Carasso and its variant Caraco can be associated with Carasso, a small town east of Locarno, Switzerland, and Karasu, a town east of Istanbul, Turkey.
Distinguished bearers of the Jewish family name Carasso include the 19th century Salonika-born merchant and traveller, David Carasso, and the Greek-born Turkish lawyer and politician, Immanuel (Emanuel) Carasso (1863-1943).
NASSI
(Family Name)NASSI
Surnames derive from one of many different origins. Sometimes there may be more than one explanation for the same name. This family name derives from Jewish communal functionaries, or titles.

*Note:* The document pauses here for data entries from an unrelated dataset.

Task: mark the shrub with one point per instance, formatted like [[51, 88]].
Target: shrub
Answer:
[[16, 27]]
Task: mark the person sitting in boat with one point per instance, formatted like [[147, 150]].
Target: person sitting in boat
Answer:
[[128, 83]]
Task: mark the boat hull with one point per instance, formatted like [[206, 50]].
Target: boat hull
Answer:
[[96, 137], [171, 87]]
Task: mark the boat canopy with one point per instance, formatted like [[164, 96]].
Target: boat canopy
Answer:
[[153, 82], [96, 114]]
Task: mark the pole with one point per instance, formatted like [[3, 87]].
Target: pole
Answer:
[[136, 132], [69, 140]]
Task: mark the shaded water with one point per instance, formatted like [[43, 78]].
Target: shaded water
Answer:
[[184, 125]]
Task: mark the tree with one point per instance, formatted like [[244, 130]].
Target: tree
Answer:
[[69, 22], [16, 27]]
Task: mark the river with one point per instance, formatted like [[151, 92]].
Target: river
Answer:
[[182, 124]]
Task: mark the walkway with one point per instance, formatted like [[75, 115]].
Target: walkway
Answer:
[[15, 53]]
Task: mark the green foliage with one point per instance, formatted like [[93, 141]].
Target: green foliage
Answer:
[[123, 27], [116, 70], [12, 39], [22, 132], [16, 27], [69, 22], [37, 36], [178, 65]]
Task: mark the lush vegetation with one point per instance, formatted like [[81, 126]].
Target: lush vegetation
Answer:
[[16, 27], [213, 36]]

Na(s)si is a Hebrew term designating a tribal chief, prince or king. In modern Hebrew it means "president". Similar terms from which Jewish family names were derived include the Hebrew Zaken/Zaquen ("elder"), and Rosh ("head"). Equivalents in other languages comprise the Arabic Sheikh/Cheikh, the Berber Amg(h)ar, and the German Haupt and Hauptmann. Some families called Cheikh could have links with places called Cheikh/Sheikh in the Arabic speaking countries in North Africa and the Middle East. Judah Ha-Nasi, also spelled Hanasi, who lived in the 3rd century CE, was one of the editors of the Mishnah. Ha-Nagid and Ibn Nagdela are recorded in 11th century Spain, Ha-Zaquen is found in 11th century France. Ben Rosh, Verrox, Abenros, El Ros, Avenrros, Avenrresch, Aben Ros and Ben Alshekh are recorded as Jewish family names in 13th century Spain; Avenros is documented in the 14th century, Alshekh and Aros in the 15th century, Nasi, Benzaken, Harrosh and Benharouch in the 16th century, Ben Zaquen and Ben Harrosh in the 17th century, and Ben Eshek, Carrus, Harrous and Benarroch in the 18th century.

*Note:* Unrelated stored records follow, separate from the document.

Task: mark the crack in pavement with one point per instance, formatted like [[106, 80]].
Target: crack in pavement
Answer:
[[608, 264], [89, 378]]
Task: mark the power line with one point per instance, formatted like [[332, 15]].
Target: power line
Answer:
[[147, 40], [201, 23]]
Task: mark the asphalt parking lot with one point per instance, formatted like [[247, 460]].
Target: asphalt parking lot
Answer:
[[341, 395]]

Distinguished bearers of the Jewish family name Nasi include the Portuguese-born stateswoman and patroness, Gracia Nasi (circa 1510-1569), and the Turkish statesman, Joseph Nasi (1525-1579).
Distinguished 20th century bearers of the Jewish family name Nassi include Marko Nassi (1901-1979), a Turkish businessman and community leader, he served as a representative of the Jewish community of Turkey at the World Jewish Congress.
TURKO
(Family Name)Surnames derive from one of many different origins. Sometimes there may be more than one explanation for the same name. This family name is a toponymic (derived from a geographic name of a town, city, region or country). Surnames that are based on place names do not always testify to direct origin from that place, but may indicate an indirect relation between the name-bearer or his ancestors and the place, such as birth place, temporary residence, trade, or family-relatives.
The Jewish surname Turko can have connections with Turka, a formerly Polish town near Lvov in western Ukraine. Like the German Tuerk, Tuerkel and Tuerkischer, it can also refer to people who had lived under Turkish rule.
Distinguished bearers of the Jewish family name Turko include the 20th century Argentinian researcher Jose Turko.
ATTURKI
(Family Name)Surnames derive from one of many different origins. Sometimes there may be more than one explanation for the same name. This family name is a toponymic (derived from a geographic name of a town, city, region or country). Surnames that are based on place names do not always testify to direct origin from that place, but may indicate an indirect relation between the name-bearer or his ancestors and the place, such as birth place, temporary residence, trade, or family-relatives.
The surname Turqui means "Turkish" in Arabic.